従来からの説を例えてみれば”普通鱗(全光彩型)”とA型、
”透明鱗(無光彩型)”とB型、”網目透明鱗(網目鱗)”とO型、
”モザイク透明鱗(モザイク型)”とA・B型が類似の条件と考えられます。
とすれば、”網目透明鱗(網目鱗)”X”モザイク透明鱗(モザイク型)”は
血液型の”O型(O・O)”X”A・B型(A・B)”と同条件になり
子供はA・Oの”A型”と、B・Oの”B型”の子供が確率的には1:1になります。
つまり”普通鱗(全光彩型)”と”透明鱗(無光彩型)”が1:1になる筈です。
しかし、結果は”普通鱗(全光彩型)”と”モザイク透明鱗(モザイク型)”が
1:1 でした。
その結果から”網目透明鱗(網目鱗)”の遺伝子は”普通鱗(全光彩型)”や
”透明鱗(無光彩型)”の遺伝子と同じ遺伝子座にあると考えられず、
その為、優性劣性関係でなくなります。
それでは、”網目透明鱗(網目鱗)”の遺伝子の対立遺伝子は何なのか?
"megryukin"さんが7月12日の時点で”網透明鱗(網目鱗)”は
”普通鱗(全光彩型)”と”透明鱗(無光彩型)”の対立形質でなく、
対立形質を”非網透明鱗(非網目鱗)”とする考えを提示したのは卓見でした!
ただ、その時点では②配合の稚魚の透明鱗系の個体の中に
光彩を持っている個体がいるぐらいしか確認されていない状況でしたので
まだ証拠不十分でした。
その後に⑪配合と②配合の稚魚の透明鱗系の個体を
全て一匹づつ撮影することにより、
ほぼ全てが光彩をもつ”モザイク透明鱗(モザイク型)”であると確認できました。
それでは”網目鱗”とその対立形質の”非網目鱗”をどのように
定義すればいいでしょうか?
その対立形質の”非網目鱗”は”普通鱗(光彩鱗)”と”透明鱗(無光彩鱗)”に
共通する形質であるはずです。
「一枚の鱗の中に光彩がある部分と無い部分が混じらない。

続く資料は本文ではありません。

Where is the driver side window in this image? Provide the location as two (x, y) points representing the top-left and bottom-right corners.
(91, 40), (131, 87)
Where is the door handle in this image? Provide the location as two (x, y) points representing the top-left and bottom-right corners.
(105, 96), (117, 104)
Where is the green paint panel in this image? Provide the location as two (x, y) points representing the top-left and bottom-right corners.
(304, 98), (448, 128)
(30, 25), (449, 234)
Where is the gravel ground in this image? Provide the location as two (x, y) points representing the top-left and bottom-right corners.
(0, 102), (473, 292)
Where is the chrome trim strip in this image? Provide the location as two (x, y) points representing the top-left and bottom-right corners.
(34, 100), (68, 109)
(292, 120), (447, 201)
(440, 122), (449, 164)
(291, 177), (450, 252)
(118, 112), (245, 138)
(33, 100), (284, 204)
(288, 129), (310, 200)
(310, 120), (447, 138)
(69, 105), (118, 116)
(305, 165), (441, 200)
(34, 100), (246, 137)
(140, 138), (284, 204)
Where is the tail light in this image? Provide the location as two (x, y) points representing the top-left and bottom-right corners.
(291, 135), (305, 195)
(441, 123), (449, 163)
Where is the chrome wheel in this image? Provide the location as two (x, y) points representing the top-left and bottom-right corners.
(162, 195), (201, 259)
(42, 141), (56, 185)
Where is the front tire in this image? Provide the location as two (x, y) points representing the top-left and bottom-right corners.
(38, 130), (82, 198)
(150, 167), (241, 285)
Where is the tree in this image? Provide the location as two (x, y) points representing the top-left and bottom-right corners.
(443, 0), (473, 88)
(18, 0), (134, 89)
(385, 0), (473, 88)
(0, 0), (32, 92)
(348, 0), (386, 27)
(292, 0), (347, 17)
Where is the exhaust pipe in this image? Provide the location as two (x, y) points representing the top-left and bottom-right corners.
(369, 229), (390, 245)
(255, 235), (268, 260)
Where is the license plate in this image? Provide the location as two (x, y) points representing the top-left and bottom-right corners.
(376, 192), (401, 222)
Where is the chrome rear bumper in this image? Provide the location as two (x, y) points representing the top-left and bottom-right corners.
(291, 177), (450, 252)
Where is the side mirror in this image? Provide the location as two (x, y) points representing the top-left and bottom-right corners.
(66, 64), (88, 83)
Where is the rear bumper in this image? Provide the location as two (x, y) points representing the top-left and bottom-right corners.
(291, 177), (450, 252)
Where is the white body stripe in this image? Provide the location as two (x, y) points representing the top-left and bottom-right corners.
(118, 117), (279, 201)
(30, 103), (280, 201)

」
確かに、それは非網目鱗系の鱗に共通しています。
しかし、網目鱗系にも無光彩型の網目鱗があるように私は考えています、
その鱗には光彩がなく混じっていませんので
非網目鱗形質の定義に出来ませんね。
うん~疲れました!
今後も網目鱗と非網目鱗の定義をじっくり考えていきたいと思います。
尚、赤色で表示されている語句は私が提唱する表現です。